Here’s how simplification works in practice: consider the expression \( \frac{m-12}{(m-12)(m+12)} \). In this case, the term \( m-12 \) is present both in the numerator and once in the denominator. By canceling out these common factors, you simplify the expression to \( \frac{1}{m+12} \).

• Identify common factors.
• Cancel out these common elements.
• Rewrite the expression in its simplest form.

In the end, simplicity is key in mathematics because it helps us see the underlying structure and make further calculations more manageable.

The difference of squares is a special type of polynomial that has a very specific pattern: it takes the form \( a^2 - b^2 \). This pattern can be factored into \( (a-b)(a+b) \). Recognizing this pattern allows you to factor polynomials quickly and efficiently.

For the expression \( \frac{m-12}{m^2-144} \), the denominator \( m^2-144 \) fits this difference of squares pattern with \( a = m \) and \( b = 12 \), giving us the factors \( (m-12)(m+12) \).

• Recognize the pattern \( a^2 - b^2 \).
• Factor it into \( (a-b)(a+b) \).
• Use the factored form to simplify rational expressions.

This is a useful technique because it simplifies solving equations and helps determine factors quickly, especially in polynomial equations.

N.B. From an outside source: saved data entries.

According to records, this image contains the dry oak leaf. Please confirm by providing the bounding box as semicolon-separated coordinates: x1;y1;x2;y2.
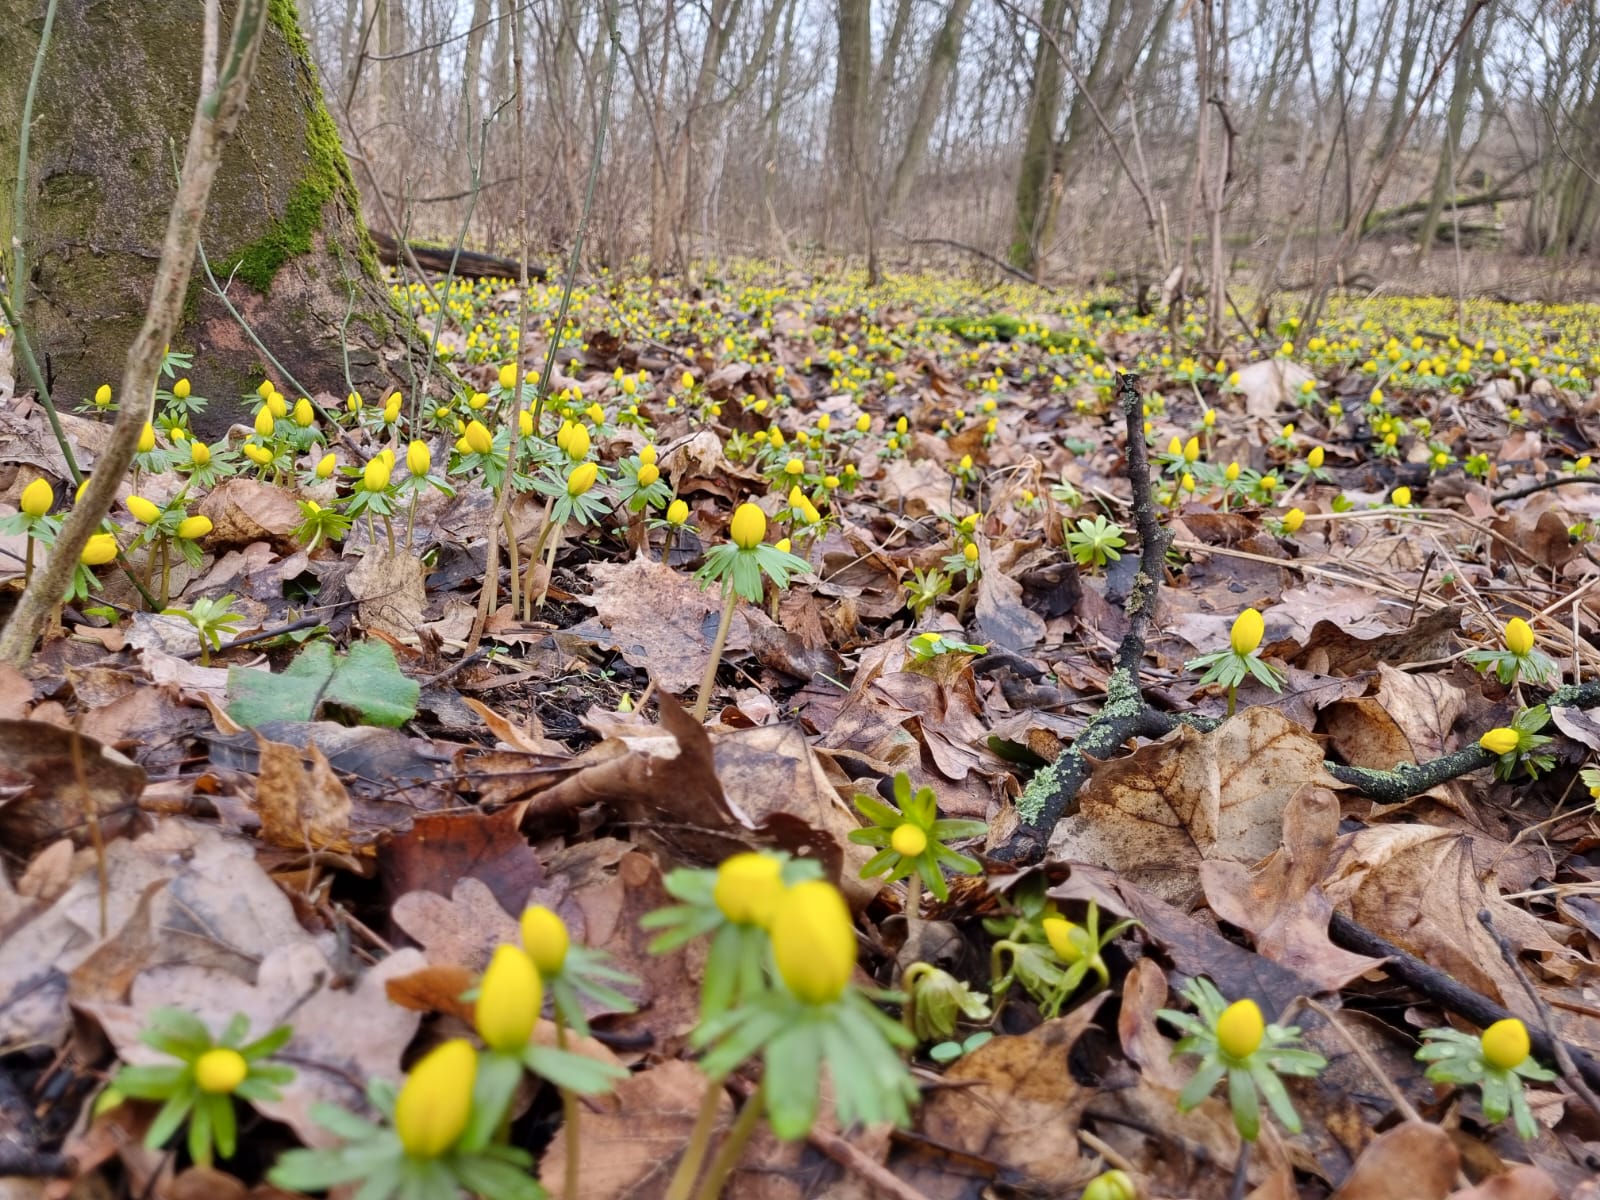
1201;787;1387;992
1323;824;1567;1019
253;736;358;855
908;997;1108;1197
1047;706;1336;906
1327;1121;1458;1200
580;554;749;693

Domain restrictions in rational expressions are about finding values that can make the expression undefined. This usually happens if a value causes the denominator to be zero because division by zero is not allowed in mathematics.

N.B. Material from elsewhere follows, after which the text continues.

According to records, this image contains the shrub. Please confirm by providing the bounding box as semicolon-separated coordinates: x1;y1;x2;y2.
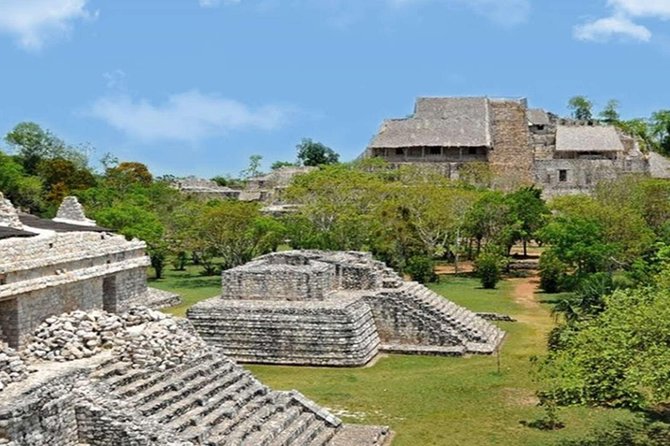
539;252;566;293
406;255;438;284
558;419;670;446
475;251;505;289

To find these restricted values, set the denominator equal to zero and solve for the variable. For example, in our exercise, the denominator is \( m^2 - 144 \). Setting this to zero gives:\[m^2 - 144 = 0\]Solving for \( m \), we get \( m = 12 \) and \( m = -12 \). These are the values where the original expression is undefined.

• Set the denominator equal to zero.
• Solve for the variable to find restricted values.
• Note these values when giving the domain.

The domain will be all real numbers except \( m = 12 \) and \( m = -12 \), ensuring clarity in calculations and graphs.

Factoring polynomials is breaking down a polynomial into simpler terms (products of polynomials) that, when multiplied together, give back the original polynomial. This process often involves looking for common factors, grouping terms, or using special patterns such as the difference of squares.

In the problem given, the denominator \( m^2 - 144 \) is factored using the difference of squares method into \( (m-12)(m+12) \).

• Look for common factors.
• Apply special factoring techniques like difference of squares.
• Simplify the original polynomial into a product of factors.

Factoring is vital because it makes further mathematical processes like simplification and solving equations straightforward. It is a foundational skill in algebra that aids in understanding the structure of polynomials.